El objetivo de la empresa debe ser muy claro, apunta un participante desde el otro extremo de la mesa, debe haber un fin, una estrategia. Salir a conversar, pero no salir a anunciarse es una regla básica que, en su experiencia diversa, el grupo comparte. Sin embargo, esto por si sólo no basta y una suma de factores dentro de los cuales se destaca un objetivo de comunicación muy claro.

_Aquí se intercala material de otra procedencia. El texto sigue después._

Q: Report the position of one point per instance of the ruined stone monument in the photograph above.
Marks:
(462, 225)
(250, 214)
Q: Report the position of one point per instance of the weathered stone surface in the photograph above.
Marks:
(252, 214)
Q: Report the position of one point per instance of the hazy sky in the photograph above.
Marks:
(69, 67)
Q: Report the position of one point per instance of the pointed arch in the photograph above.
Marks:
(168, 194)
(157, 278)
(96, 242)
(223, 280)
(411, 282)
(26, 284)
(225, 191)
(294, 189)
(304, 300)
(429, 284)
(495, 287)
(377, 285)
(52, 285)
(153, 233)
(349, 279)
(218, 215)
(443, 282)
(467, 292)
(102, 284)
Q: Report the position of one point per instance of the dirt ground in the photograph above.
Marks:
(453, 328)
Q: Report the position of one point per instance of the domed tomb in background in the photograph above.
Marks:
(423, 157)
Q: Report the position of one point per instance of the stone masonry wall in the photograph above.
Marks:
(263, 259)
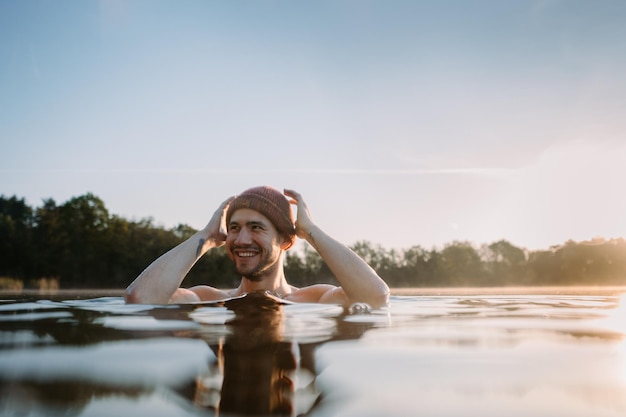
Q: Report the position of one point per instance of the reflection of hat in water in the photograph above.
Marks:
(269, 202)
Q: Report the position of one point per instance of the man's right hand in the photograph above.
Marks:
(217, 229)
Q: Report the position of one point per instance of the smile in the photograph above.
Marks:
(246, 254)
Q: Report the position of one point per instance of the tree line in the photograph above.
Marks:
(79, 244)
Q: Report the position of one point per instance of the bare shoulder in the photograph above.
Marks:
(319, 293)
(199, 293)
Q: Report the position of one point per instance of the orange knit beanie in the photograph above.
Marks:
(269, 202)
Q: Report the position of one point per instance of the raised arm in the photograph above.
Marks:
(162, 278)
(358, 280)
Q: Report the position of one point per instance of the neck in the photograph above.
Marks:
(274, 280)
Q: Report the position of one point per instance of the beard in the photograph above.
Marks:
(267, 263)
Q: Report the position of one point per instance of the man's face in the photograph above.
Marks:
(253, 243)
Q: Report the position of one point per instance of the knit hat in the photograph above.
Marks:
(269, 202)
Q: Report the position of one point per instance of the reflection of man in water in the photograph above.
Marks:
(257, 227)
(258, 366)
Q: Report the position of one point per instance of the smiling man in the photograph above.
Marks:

Por ejemplo, por su naturaleza Facebook se adecua mucho mejor a las empresas, es más fácil personalizarlas allí. En cambio Twitter es más técnico y sus usuarios lo defienden en sus pautas de utilización. Es más para trasmitir información, su código es más cerrado y estricto, argumenta un participante mientras fotografía la propia escena de la reunión que ya esta viajando por la red, para generar nuevas réplicas, multiplicarse, hacer paralelismos y simultaneidades.

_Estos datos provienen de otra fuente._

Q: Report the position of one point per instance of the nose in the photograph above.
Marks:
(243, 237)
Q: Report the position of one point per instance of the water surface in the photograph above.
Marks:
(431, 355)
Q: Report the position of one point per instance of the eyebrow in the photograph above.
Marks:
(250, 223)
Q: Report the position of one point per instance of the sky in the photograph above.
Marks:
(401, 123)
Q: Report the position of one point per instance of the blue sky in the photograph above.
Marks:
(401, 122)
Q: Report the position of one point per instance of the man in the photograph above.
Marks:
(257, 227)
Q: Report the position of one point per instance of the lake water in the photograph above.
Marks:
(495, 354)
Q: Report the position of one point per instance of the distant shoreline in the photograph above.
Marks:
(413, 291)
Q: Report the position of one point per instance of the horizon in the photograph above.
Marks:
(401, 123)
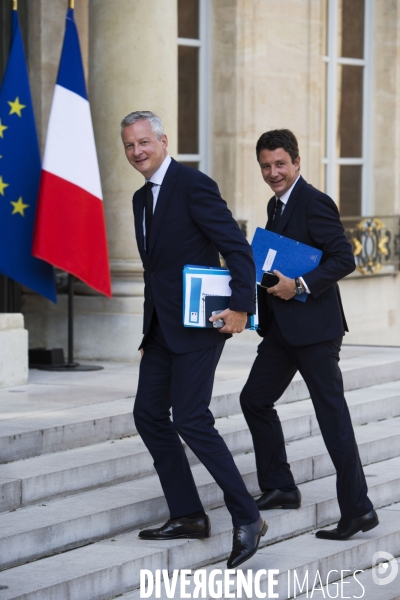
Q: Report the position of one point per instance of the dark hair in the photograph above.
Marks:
(278, 138)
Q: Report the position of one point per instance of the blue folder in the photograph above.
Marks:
(293, 259)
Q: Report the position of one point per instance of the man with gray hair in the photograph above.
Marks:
(180, 218)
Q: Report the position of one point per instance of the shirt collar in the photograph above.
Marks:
(159, 175)
(285, 197)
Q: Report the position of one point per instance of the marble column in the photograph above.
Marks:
(132, 66)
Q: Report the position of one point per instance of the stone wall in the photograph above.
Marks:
(13, 350)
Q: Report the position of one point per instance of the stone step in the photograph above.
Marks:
(44, 433)
(358, 372)
(73, 471)
(111, 567)
(304, 564)
(40, 530)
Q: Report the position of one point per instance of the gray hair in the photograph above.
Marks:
(156, 124)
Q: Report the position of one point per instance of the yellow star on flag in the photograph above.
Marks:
(3, 186)
(19, 207)
(2, 128)
(16, 107)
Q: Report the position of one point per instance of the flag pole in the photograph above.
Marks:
(70, 362)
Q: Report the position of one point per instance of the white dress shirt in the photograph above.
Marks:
(284, 199)
(156, 179)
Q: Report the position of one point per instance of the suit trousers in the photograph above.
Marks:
(275, 366)
(184, 383)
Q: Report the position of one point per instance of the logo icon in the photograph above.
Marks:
(384, 568)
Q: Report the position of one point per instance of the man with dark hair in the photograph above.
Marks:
(304, 337)
(180, 218)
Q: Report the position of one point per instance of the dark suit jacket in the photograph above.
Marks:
(311, 217)
(191, 225)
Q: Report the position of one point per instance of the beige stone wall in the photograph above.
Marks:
(267, 73)
(371, 305)
(386, 108)
(132, 66)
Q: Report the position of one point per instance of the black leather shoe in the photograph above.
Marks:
(246, 539)
(179, 528)
(278, 499)
(348, 527)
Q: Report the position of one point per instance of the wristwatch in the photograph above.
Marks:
(299, 288)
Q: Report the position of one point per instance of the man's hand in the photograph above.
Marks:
(235, 321)
(285, 289)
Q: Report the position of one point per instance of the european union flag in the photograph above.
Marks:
(20, 170)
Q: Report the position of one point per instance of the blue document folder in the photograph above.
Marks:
(293, 259)
(207, 289)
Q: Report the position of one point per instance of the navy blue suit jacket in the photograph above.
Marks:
(311, 217)
(191, 225)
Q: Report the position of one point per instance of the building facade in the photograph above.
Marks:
(219, 73)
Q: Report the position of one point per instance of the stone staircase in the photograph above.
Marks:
(77, 483)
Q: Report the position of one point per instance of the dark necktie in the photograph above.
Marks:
(277, 215)
(148, 211)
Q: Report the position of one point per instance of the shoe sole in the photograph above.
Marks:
(262, 533)
(283, 506)
(364, 530)
(192, 536)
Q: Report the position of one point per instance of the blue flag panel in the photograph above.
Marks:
(70, 72)
(19, 176)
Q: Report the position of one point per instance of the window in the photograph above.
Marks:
(193, 83)
(347, 163)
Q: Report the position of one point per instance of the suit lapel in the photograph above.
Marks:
(163, 199)
(138, 209)
(291, 203)
(270, 213)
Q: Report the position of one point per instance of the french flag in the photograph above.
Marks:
(70, 230)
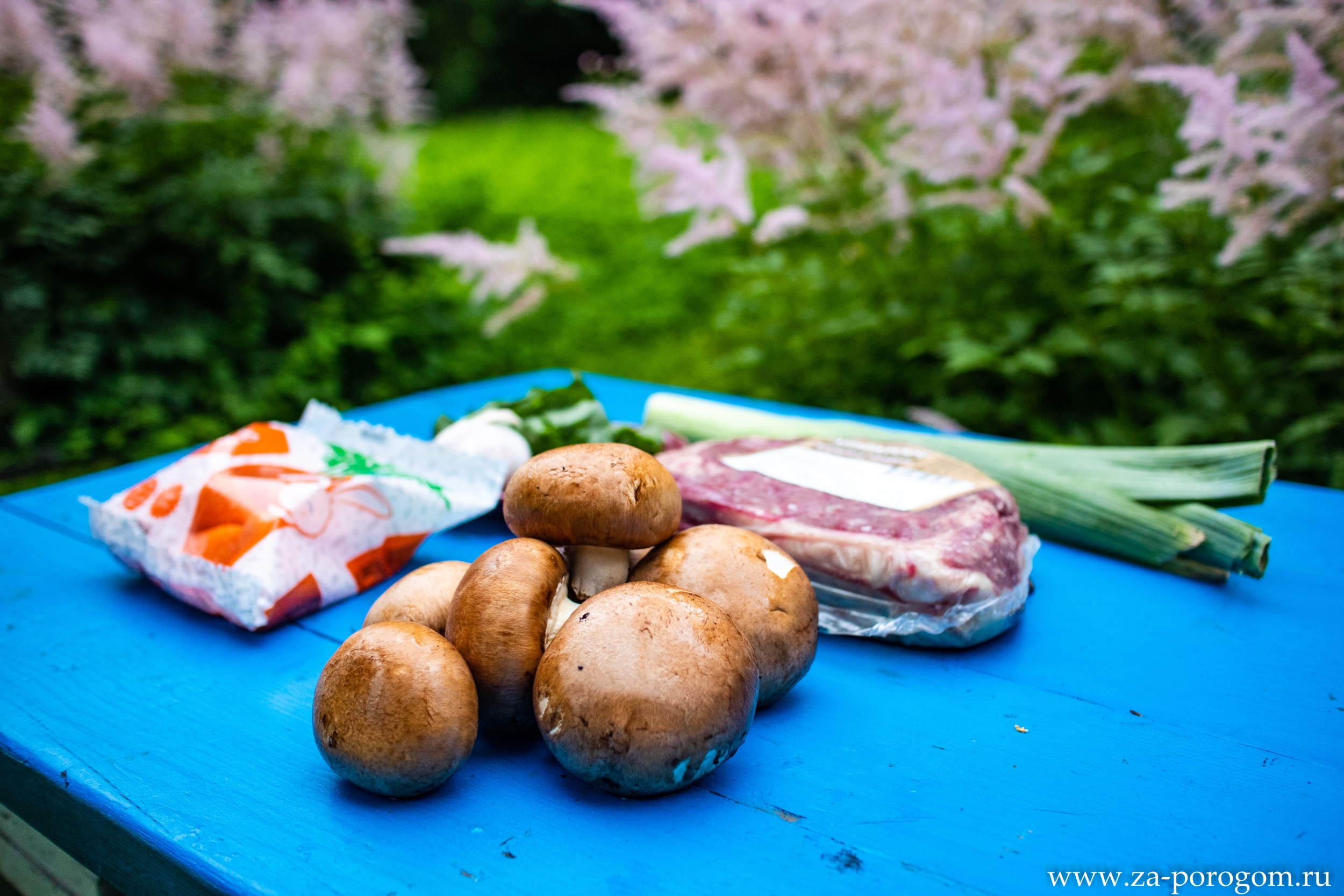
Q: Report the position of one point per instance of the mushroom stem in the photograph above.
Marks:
(561, 610)
(596, 570)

Por otra parte, el grupo aclara que las redes sociales no toleran la burocracia, “son instantáneas, el criterio de resolución debe ser inmediato, las respuestas deben ser rápidas”, por lo que las organizaciones con pautas de comunicación muy rígidas deben adaptarse a esta realidad. Además, aunque no quieran, muchas empresas se ven obligadas a ingresar, ya que espontáneamente, a consecuencia de sus fallas o puntos débiles, conscientes o no, se organizan grupos de presión que comienzan a elevar sus reclamos. De este modo, dicen, “comienza la guerra de los grupos, grupos para luchar contra otros grupos”. Un gran desafío para el Community Manager.

Por ejemplo, cuando los servicios no funcionan bien, debe haber una respuesta y acción rápida de parte de la empresa, pero generalmente todavía existe una notable desconexión entre el administrador de comunidades y las organizaciones que éstos asiten. Al respecto, todos acuerdan que aunque se ha avanzado en este plano, todavía hay un alto grado de desconocimiento por parte de las empresas sobre la naturaleza y finalidad de los medios sociales.

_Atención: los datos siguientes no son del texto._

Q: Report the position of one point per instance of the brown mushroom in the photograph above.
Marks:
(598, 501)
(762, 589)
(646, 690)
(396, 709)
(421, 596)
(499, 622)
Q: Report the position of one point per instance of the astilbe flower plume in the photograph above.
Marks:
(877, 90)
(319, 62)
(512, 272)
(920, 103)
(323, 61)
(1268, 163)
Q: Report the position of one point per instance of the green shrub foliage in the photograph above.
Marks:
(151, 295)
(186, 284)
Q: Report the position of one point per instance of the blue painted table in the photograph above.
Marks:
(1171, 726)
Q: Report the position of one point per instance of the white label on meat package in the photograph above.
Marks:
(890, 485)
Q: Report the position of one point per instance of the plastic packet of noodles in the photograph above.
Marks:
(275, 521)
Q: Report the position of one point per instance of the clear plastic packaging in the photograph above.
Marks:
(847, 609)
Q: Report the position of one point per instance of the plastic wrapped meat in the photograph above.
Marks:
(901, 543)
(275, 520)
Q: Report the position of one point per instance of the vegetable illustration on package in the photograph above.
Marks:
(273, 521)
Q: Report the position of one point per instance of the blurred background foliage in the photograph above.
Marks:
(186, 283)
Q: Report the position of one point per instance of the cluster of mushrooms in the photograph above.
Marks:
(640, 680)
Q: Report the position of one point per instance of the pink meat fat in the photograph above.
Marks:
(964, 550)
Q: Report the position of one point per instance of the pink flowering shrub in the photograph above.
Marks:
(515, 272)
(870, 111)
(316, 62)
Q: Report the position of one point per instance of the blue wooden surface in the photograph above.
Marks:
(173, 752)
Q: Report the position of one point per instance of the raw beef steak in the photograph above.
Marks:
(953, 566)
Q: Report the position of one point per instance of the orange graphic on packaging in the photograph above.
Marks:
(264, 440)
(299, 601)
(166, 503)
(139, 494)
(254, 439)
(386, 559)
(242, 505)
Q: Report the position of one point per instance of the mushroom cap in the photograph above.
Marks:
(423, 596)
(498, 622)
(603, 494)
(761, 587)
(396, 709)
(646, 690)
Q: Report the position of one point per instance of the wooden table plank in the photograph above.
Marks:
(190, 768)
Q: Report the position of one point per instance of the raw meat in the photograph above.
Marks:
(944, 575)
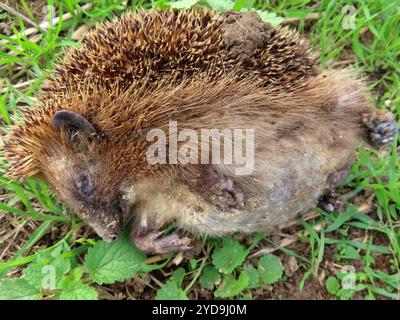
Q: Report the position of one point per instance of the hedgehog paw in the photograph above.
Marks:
(383, 133)
(329, 201)
(152, 242)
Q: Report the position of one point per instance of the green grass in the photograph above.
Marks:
(328, 246)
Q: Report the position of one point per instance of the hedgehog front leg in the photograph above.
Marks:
(149, 239)
(381, 126)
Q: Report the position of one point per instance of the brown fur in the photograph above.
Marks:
(146, 68)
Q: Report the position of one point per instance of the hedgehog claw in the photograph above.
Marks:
(383, 133)
(151, 242)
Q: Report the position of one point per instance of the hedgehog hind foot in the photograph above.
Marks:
(383, 133)
(151, 241)
(329, 201)
(382, 128)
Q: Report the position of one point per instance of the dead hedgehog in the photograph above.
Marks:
(88, 134)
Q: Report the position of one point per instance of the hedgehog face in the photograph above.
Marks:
(80, 173)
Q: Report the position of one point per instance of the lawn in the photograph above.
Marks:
(353, 253)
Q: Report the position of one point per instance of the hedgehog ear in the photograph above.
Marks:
(72, 122)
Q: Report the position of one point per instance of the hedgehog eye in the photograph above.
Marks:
(84, 186)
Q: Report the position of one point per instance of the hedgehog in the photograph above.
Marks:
(91, 130)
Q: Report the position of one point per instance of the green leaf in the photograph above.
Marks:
(254, 277)
(348, 252)
(18, 289)
(270, 17)
(270, 268)
(231, 287)
(210, 277)
(332, 285)
(116, 261)
(172, 289)
(221, 5)
(182, 4)
(46, 276)
(229, 256)
(78, 291)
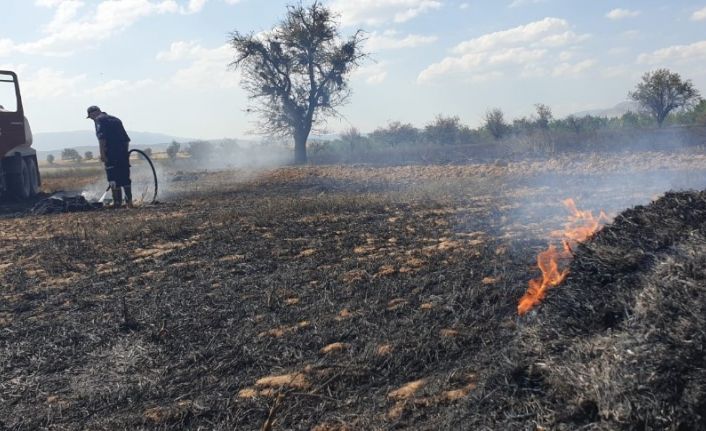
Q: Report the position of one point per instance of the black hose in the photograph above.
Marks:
(154, 172)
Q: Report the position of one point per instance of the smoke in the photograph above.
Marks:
(197, 160)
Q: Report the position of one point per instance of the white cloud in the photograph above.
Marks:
(518, 3)
(568, 69)
(630, 34)
(119, 87)
(372, 74)
(180, 51)
(675, 54)
(549, 32)
(377, 12)
(207, 67)
(79, 25)
(617, 14)
(527, 50)
(47, 83)
(6, 47)
(391, 39)
(699, 15)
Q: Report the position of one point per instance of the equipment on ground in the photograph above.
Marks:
(19, 171)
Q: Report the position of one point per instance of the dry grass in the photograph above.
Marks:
(308, 296)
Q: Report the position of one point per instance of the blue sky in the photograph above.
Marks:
(161, 65)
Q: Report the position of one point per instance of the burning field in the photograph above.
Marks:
(347, 298)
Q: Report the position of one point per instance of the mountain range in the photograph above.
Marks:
(57, 141)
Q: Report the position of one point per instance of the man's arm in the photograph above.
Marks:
(102, 144)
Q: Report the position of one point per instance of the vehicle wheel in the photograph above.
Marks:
(33, 176)
(19, 184)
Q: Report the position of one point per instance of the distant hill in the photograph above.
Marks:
(57, 141)
(616, 111)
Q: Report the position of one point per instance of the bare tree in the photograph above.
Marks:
(297, 72)
(661, 92)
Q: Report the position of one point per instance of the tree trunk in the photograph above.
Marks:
(300, 147)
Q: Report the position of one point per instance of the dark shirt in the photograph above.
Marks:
(112, 131)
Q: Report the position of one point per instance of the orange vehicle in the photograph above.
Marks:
(19, 171)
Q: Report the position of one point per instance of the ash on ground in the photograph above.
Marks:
(63, 203)
(620, 344)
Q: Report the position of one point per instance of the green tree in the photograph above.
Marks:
(661, 92)
(297, 73)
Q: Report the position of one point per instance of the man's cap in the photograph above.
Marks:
(92, 109)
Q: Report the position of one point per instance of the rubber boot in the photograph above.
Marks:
(117, 197)
(128, 196)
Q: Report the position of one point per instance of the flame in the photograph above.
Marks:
(581, 225)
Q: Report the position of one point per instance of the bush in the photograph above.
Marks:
(200, 150)
(173, 150)
(495, 123)
(444, 130)
(70, 154)
(395, 133)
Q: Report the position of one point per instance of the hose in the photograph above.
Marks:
(154, 172)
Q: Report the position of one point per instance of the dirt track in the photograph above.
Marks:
(327, 297)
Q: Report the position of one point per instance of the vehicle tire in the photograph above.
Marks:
(33, 176)
(18, 184)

Muchos otros ejemplos, locales e internacionales se pusieron en discusión, no es aquí el espacio para analizarlos, pero queda claro que un ejercicio comunicacional horizontal, activo y pragmático, que va más allá de lo que antes se entendía como atención al cliente, mercadeo o publicidad ha dado un salto cualitativo en materia de comunicación, generando pautas mucho más complejas, democráticas y difíciles de controlar.